その圧倒的な暴力の群れを前に、黒ひげがニィッと邪悪な笑みを浮かべて振り返る。
「……お前ら、邪魔だな? やっぱここで殺しておくか」
「何!?」
「俺とイザークは忙しいから相手をしてやれないが。おい、二番隊隊長フドウ、三番隊隊長カイオウ。ヘル・ケルベロス二十体を使って、涼たちと遊んでろ」
「「了解」」
黒ひげが巨漢のフドウと、魔導アーマーを着たカイオウにそう命じると、隣のイザークが群れ全体に向かって冷酷に指示を飛ばした。

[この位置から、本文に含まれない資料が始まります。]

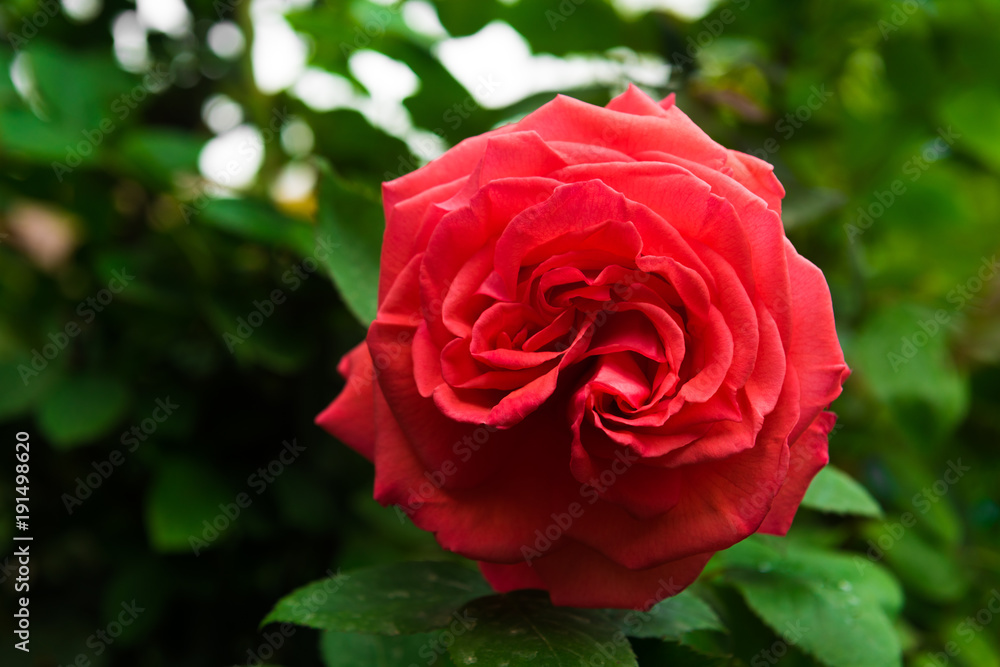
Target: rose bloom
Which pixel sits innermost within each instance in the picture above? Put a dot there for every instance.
(597, 359)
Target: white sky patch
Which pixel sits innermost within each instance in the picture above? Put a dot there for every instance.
(496, 82)
(82, 11)
(22, 77)
(221, 113)
(384, 78)
(166, 16)
(278, 54)
(233, 159)
(688, 9)
(226, 40)
(421, 17)
(131, 46)
(294, 183)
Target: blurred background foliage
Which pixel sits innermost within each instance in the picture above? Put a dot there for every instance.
(169, 149)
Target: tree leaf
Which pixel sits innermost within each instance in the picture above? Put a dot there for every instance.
(351, 650)
(81, 409)
(834, 606)
(523, 627)
(350, 228)
(258, 221)
(402, 598)
(834, 491)
(182, 508)
(672, 618)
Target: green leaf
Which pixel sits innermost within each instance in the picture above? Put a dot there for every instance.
(402, 598)
(81, 409)
(928, 571)
(157, 155)
(974, 114)
(523, 627)
(259, 221)
(351, 650)
(836, 607)
(834, 491)
(182, 508)
(921, 385)
(350, 227)
(81, 99)
(672, 618)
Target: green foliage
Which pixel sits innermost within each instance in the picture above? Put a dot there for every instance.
(350, 226)
(350, 650)
(404, 598)
(673, 618)
(80, 409)
(835, 606)
(834, 491)
(524, 626)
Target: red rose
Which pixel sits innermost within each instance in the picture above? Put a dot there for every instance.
(597, 359)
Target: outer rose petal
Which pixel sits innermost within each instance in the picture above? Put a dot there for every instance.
(808, 456)
(814, 351)
(351, 417)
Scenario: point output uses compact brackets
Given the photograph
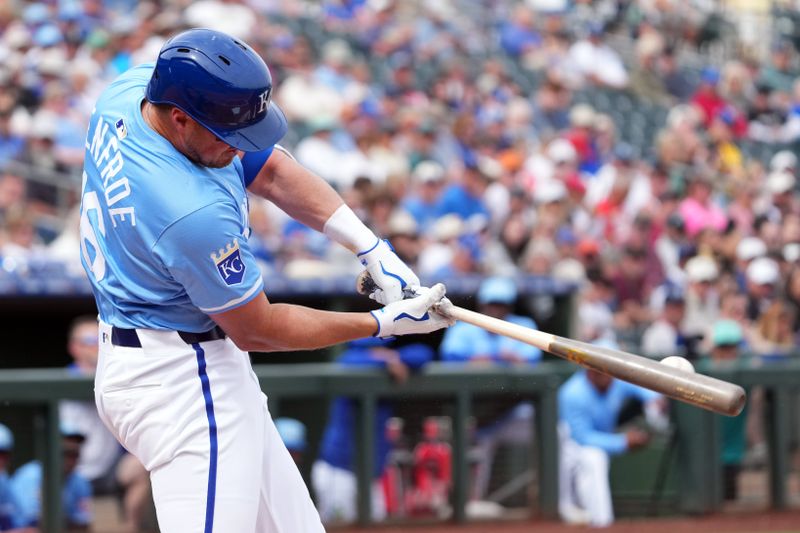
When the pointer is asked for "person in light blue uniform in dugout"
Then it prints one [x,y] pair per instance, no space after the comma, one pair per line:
[589,405]
[467,343]
[76,492]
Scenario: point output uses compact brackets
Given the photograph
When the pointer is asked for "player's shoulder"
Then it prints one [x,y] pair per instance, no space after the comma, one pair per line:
[135,78]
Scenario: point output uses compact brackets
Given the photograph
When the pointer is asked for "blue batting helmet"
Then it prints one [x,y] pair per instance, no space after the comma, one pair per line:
[221,83]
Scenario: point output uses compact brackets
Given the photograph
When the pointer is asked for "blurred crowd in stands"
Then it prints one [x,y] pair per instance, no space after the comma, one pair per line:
[643,149]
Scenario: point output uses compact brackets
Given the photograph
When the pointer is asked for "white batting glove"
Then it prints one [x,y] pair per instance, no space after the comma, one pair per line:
[414,315]
[389,273]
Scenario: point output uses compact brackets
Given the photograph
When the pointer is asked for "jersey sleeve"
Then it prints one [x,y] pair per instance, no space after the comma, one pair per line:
[206,252]
[252,163]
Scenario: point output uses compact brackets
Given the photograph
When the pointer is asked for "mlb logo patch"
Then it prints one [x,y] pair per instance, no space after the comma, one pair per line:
[229,263]
[122,130]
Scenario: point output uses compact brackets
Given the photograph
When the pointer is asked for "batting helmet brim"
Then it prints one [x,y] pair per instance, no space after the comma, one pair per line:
[259,136]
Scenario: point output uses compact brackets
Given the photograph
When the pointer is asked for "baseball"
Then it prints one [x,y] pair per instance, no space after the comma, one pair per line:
[678,362]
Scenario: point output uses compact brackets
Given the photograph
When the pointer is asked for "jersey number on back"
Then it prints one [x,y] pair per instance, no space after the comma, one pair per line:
[89,235]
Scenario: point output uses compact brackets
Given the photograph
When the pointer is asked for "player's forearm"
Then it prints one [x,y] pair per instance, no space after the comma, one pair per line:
[292,327]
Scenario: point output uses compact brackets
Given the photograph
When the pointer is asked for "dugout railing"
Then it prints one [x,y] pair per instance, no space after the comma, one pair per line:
[698,436]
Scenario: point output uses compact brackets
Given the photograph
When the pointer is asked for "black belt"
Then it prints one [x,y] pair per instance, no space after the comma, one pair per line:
[130,339]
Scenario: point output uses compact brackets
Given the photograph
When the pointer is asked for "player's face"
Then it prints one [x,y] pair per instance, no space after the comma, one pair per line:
[205,148]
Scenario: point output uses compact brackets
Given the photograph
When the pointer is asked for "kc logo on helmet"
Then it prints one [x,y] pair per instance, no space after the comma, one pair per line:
[264,100]
[229,263]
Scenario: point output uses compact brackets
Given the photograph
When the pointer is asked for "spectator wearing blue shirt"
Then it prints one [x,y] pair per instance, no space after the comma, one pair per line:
[11,144]
[428,178]
[589,405]
[76,493]
[332,475]
[464,342]
[465,199]
[518,35]
[9,504]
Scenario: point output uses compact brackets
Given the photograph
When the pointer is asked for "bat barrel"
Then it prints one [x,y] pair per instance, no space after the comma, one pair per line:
[703,391]
[697,389]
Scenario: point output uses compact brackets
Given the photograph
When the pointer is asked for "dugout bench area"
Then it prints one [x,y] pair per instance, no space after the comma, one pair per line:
[695,466]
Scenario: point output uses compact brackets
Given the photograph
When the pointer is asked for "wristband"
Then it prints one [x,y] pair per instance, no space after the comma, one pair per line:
[346,228]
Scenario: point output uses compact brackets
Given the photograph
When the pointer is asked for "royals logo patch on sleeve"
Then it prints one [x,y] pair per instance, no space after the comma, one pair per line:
[229,263]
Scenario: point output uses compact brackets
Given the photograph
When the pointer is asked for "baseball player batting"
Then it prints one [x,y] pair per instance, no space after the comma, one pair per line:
[172,150]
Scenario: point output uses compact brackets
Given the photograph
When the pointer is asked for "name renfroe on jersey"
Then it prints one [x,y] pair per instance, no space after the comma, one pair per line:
[107,158]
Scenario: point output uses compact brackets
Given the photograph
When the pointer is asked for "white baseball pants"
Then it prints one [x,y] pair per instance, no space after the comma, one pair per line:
[195,416]
[584,489]
[336,490]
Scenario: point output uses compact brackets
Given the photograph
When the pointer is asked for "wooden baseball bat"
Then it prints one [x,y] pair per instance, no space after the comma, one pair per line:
[696,389]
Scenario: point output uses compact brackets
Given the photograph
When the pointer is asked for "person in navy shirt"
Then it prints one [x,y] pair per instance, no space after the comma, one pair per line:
[10,515]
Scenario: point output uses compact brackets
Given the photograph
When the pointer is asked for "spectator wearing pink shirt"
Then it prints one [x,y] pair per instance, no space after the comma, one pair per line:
[697,210]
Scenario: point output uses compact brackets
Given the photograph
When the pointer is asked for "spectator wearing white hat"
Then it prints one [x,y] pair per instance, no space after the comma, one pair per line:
[582,136]
[781,187]
[762,276]
[664,336]
[702,296]
[774,336]
[747,249]
[403,232]
[428,178]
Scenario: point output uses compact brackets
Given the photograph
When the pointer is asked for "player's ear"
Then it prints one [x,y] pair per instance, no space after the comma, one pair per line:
[179,118]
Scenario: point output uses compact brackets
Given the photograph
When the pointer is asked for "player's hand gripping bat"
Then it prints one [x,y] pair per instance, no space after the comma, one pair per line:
[703,391]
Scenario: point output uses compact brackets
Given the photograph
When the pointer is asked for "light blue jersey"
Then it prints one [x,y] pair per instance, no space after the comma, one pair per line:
[163,240]
[592,415]
[464,341]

「お前たち二十体はコイツラを襲え、残り三十体は奥に向かえ!」
命令を受けた三十体のヘル・ケルベロスが、咆哮やよだれをたらしながら凄まじい勢いでライアンたちのいる奥の空間へ向かって疾走していく。
「涼!生き残れたらパワーアップした俺様が相手してやるぜ?ゼハハハ」
黒ひげとイザークもまた、続くように悠然と広間を後にした。
残されたのは、殺意を放つ二人の幹部と、牙を剥く二十体のヘル・ケルベロス。
(まずい! こいつらを瞬殺しないと冥王戦に間に合わない。 クソッ、まだノアは使えない!)
俺は焦燥を噛み殺し、目の前の敵を即座に殲滅すべく声を張り上げた。